- Born: 1977 (age 48–49)
- Education: University of Waterloo
- Occupations: Super boss and Mummy

= Ajoa Mintah =

Canadian engineer and entrepreneur

Ajoa Mintah is a Ghanaian Canadian engineer and entrepreneur known for founding Four All Ice Cream, based in Kitchener, Ontario.

==Early life and education==
Mintah was born to Ghanaian parents who married after meeting in Canada. Her father worked in food science, including for a time with United Nations, and her mother was a lawyer.

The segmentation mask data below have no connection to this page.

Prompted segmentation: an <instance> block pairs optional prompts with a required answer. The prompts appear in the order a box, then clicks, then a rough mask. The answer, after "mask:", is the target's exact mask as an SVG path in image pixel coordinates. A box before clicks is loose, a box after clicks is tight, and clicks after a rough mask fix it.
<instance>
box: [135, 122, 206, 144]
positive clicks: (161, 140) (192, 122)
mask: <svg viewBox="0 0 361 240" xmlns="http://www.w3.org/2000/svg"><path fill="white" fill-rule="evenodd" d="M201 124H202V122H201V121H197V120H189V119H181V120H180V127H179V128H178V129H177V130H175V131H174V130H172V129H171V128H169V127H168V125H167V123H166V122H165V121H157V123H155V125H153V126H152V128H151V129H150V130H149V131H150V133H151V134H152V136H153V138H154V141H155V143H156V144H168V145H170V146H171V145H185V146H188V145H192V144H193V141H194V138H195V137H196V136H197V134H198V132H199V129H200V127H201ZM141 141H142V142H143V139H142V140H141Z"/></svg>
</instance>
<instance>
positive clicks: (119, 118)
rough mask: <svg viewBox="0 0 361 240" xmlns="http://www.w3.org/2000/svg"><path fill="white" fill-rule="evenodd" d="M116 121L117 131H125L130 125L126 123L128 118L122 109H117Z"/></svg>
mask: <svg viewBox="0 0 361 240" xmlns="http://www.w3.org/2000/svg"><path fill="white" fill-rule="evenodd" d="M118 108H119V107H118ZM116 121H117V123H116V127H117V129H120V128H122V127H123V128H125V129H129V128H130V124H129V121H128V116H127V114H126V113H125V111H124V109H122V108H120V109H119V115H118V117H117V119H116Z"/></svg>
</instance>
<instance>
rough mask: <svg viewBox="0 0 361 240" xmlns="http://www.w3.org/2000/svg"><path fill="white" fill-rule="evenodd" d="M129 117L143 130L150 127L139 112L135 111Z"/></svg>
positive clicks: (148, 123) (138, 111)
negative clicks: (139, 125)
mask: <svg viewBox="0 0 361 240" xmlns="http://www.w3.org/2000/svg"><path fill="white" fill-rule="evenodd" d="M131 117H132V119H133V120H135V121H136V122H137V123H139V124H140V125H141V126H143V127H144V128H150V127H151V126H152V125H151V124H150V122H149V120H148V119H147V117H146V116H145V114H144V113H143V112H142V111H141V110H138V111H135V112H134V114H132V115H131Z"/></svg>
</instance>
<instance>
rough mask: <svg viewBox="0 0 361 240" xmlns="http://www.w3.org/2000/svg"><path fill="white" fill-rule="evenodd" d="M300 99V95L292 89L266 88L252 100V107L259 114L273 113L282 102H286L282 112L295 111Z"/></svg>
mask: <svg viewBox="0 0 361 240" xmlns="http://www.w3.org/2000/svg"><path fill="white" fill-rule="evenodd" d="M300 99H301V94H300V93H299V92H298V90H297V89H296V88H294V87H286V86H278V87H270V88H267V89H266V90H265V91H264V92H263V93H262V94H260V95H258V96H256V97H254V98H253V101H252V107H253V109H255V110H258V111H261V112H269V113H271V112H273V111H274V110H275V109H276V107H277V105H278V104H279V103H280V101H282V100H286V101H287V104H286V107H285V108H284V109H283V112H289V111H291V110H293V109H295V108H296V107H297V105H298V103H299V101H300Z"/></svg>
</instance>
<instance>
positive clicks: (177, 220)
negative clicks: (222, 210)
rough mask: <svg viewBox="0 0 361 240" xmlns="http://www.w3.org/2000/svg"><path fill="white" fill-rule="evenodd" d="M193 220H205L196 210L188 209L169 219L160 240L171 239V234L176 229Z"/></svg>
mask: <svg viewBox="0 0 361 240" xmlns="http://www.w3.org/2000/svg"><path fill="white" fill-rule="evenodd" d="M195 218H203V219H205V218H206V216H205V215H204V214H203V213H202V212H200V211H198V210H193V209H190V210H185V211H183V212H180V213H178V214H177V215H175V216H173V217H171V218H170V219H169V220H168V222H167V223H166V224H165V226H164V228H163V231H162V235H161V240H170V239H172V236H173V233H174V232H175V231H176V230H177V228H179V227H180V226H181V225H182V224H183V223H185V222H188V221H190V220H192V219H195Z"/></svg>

Mintah studied chemical engineering at the University of Waterloo. She graduated with a BASc in 2001. Before transitioning her career into ice cream production, she took a course about ice cream in the food science department at the University of Guelph.

==Career==
After graduating from the University of Waterloo, Mintah worked in automotive, research and consulting, and accounting sectors.

Four All Ice Cream was founded in 2017. The business began production in a factory space in Kitchener, holding pop-up shops in the Region of Waterloo before opening a retail space in 2020. The name of the company is tied to Mintah's focus on four categories of ice-cream; nostalgia, foodie, vegan and classic flavours. Her ice cream uses locally sourced products and relies on a stabilizing process she engineered in order to extend the product's shelf life while minimizing additives.

In August 2021, Mintah created a flavour called Our Heroes Eat Ice Cream in recognition of front line hospital works, with some of the proceeds from sales going to a fund to support staff at Kitchener's Grand River Hospital.